Notes about stuff that was new to me or just worth noting:
Places
  • Smyrna. Greek city on the West coast of Turkey. Scene of massacre and huge fire in 1922.
  • Strait of Otranto. Between Italy and Greece, it is the entrance to the Adiratic from the Mediterranean. My friend Jack knew that Brindisi, near the heel of Italy, is on the Italian side of this strait.
  • Corfu. A Greek Island on the Eastern side of the Strait of Otranto. (p. 140)
  • Annamite - a mountain range of eastern Indochina. Also a person from that region. (p. 223)
People p. 124
Books & Authors, p. 177 & p. 229
Turns out Just Human and Lame and Lovely were both written by Dr. Frank Crane. Wikiquotes has this to say about him: "Only scarce remnants of his works on positive thinking and a populist political philosophy have survived for reflection by modern readers." Which tells us quite a bit about the character whose books these are.

Words
  • Unknown
    • Fiune ???? (p. 140 )
  • English
    • catarrh - sinusitis - pronounced cut-ar
    • "an old hair carpet" probably made of goat hair. Goat hairs are longer than sheep's wool (!?!). (p. 236 )
  • German
    • Weltschmerz - world-weariness (p. 178)
  • French
    • maquereaux - mackerel, slang for pimp (p. 180)
    • stupefiants - drugs
    • en grande tenue - in full dress (p. 206)
    • affiche - displays (p. 235), or:
      • public notice
      • bill
      • poster
      • placard
Quotes
  • "Ach! warum, ihr Gotter, ist unendlich, alles, alles, endlich unser Gluck nur?" - Goethe (p. 151)
  • Translation: Ah! why their God is infinite, everything, everything, at last, our only happiness?
    Google provided most of the translation, but failed with Gluck. Stu supplied happiness. All I could find using Google was a Latvian theologian from the 16th Century. Now I notice that Wikipedia translates gluck as luck. I am listing this quote only because I spent the time translating it. It's not here because I think it's worth quoting in and of itself.

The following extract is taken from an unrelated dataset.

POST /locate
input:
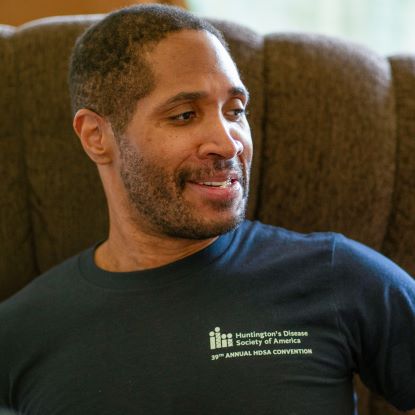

  • "Are the desires for money and power inhuman? With money and power a vain man can do so much to give himself pleasure. His vanity was one of the first things that I noticed about Dimitrios. It was that quiet, profound vanity that makes the man who has it so much more dangerous than ordinary people with their peacock antics. Come now Mr.Latimer, be reasonable! The difference between Dimitrios and the more respectable type of successful business man is only a difference of method - legal method or illegal method. Both are in their respective ways equally ruthless." (p. 183) I encountered another passage worth quoting about vanity in Ashenden.
As I can see from the uneven spacing between bullet points, Google Docs and Blogger do not want to cooperate with each other. Bah.

Update January 2012. Corrected a typo. Tried to correct the spacing by editing the html. Failed. Bah, again.